# How do you find the vertex and intercepts for y = 2x^2?

Nov 14, 2015

They are all at $\left(0 , 0\right)$.

#### Explanation:

Finding the vertex:
Use the formula $\left(- \frac{b}{2 a} , f \left(- \frac{b}{2 a}\right)\right)$, given the form of the parabola $f \left(x\right) = a {x}^{2} + b x + c$. In your case, $a = 2 , b = 0$ and $c = 0$.
Here, $- \frac{b}{2 a} = - \frac{0}{2 \cdot 2} = 0$ and $f \left(- \frac{b}{2 a}\right) = f \left(0\right) = 2 {\left(0\right)}^{2} = 0$.
Thus, the vertex is located at $\left(0 , 0\right)$.

Finding the X-intercept:
Plug in $0$ for $y$.
$0 = 2 {x}^{2} \implies 0 = {x}^{2} \implies 0 = x$
Then plug in $0$ for $y$ to determine the point of the intercept.
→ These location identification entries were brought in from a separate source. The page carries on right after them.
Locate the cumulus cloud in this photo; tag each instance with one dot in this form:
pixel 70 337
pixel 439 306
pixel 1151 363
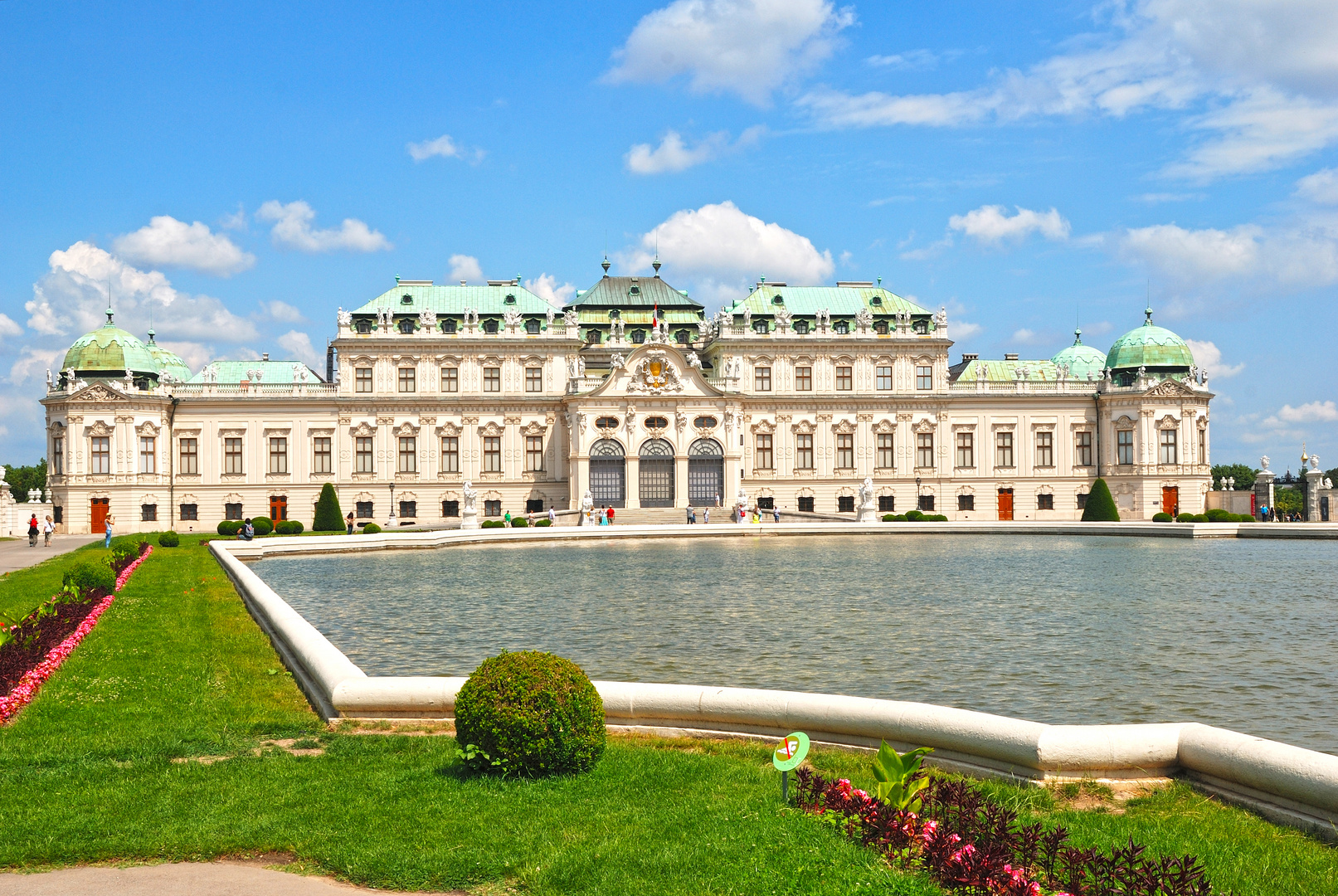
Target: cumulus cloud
pixel 176 244
pixel 546 288
pixel 294 231
pixel 992 225
pixel 743 47
pixel 445 148
pixel 465 268
pixel 674 154
pixel 722 249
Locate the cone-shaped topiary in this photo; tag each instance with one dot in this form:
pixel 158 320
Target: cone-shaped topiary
pixel 528 713
pixel 328 515
pixel 1100 507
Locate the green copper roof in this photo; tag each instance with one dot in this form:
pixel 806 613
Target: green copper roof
pixel 109 351
pixel 1082 360
pixel 456 299
pixel 1152 347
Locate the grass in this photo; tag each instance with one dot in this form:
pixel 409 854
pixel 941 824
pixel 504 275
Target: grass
pixel 177 669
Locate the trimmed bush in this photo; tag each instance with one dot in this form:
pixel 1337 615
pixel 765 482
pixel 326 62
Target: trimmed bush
pixel 86 577
pixel 329 518
pixel 1100 507
pixel 528 713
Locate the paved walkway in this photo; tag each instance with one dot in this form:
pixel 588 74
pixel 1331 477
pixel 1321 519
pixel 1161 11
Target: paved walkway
pixel 17 555
pixel 179 879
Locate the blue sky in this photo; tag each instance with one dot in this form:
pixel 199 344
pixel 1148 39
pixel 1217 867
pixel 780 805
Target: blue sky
pixel 238 172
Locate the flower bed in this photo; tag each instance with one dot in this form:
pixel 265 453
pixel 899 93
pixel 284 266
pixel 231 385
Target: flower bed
pixel 971 844
pixel 48 635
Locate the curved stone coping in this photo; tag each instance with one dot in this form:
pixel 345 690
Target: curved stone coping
pixel 1285 782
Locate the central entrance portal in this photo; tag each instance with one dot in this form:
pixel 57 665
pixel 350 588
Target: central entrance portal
pixel 705 472
pixel 656 463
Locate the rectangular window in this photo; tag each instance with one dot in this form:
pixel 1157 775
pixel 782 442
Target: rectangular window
pixel 450 455
pixel 1083 450
pixel 925 450
pixel 323 459
pixel 408 455
pixel 189 456
pixel 803 451
pixel 1124 447
pixel 233 456
pixel 364 455
pixel 148 455
pixel 1168 447
pixel 1004 450
pixel 844 450
pixel 763 458
pixel 1045 450
pixel 100 455
pixel 279 455
pixel 886 451
pixel 534 452
pixel 966 450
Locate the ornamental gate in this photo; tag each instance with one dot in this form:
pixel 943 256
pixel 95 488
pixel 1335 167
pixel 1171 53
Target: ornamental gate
pixel 656 476
pixel 705 472
pixel 608 474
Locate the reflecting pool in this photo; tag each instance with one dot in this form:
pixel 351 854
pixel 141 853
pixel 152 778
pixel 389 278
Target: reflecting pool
pixel 1068 631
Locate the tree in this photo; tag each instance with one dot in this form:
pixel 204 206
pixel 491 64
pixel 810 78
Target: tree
pixel 1100 507
pixel 328 515
pixel 1243 475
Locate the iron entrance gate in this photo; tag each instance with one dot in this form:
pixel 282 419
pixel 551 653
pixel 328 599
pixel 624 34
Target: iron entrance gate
pixel 656 475
pixel 705 472
pixel 608 474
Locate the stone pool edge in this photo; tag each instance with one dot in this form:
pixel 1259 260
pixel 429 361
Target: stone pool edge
pixel 1286 784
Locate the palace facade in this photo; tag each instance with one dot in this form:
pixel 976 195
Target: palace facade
pixel 632 392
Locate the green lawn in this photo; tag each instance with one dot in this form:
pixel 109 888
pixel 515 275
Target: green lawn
pixel 178 669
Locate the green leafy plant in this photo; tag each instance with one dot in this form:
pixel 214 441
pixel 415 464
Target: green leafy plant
pixel 899 777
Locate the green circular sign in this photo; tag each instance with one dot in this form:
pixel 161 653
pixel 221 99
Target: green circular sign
pixel 790 752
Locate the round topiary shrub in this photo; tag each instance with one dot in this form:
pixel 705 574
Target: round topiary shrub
pixel 528 713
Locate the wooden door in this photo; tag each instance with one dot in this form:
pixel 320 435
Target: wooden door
pixel 1005 503
pixel 1171 500
pixel 100 515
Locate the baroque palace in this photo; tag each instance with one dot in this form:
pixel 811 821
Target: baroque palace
pixel 630 392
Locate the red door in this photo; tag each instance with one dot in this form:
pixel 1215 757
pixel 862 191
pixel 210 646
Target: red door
pixel 100 515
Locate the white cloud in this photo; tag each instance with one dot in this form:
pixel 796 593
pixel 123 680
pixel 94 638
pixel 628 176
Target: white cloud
pixel 294 231
pixel 992 225
pixel 176 244
pixel 1209 358
pixel 546 288
pixel 445 148
pixel 723 251
pixel 744 47
pixel 465 268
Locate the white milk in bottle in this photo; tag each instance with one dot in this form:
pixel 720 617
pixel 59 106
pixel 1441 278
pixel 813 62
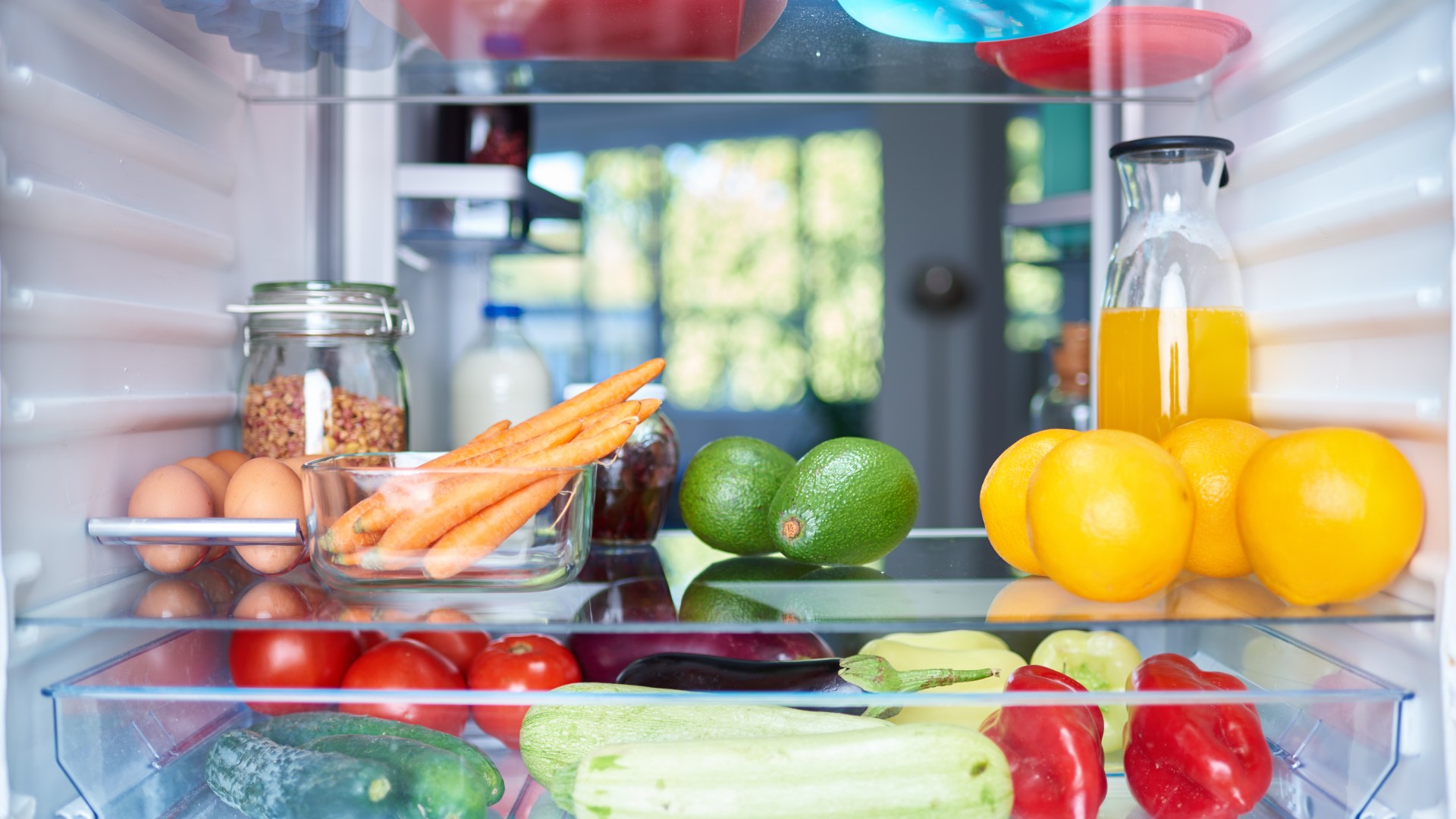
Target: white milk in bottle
pixel 498 376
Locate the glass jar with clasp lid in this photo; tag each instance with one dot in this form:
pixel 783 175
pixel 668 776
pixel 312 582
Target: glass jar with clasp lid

We already know that if we plug in $0$ for either point, we will receive $0$ as our answer, so the X-intercept is $\left(0 , 0\right)$.

Finding the Y-intercept:
This is very similar to finding the X-intercept, in that we now plug in $0$ for $x$, which we already know will result in the point $\left(0 , 0\right)$.

Alternative method: Graph the parabola and look at the vertex and intercepts.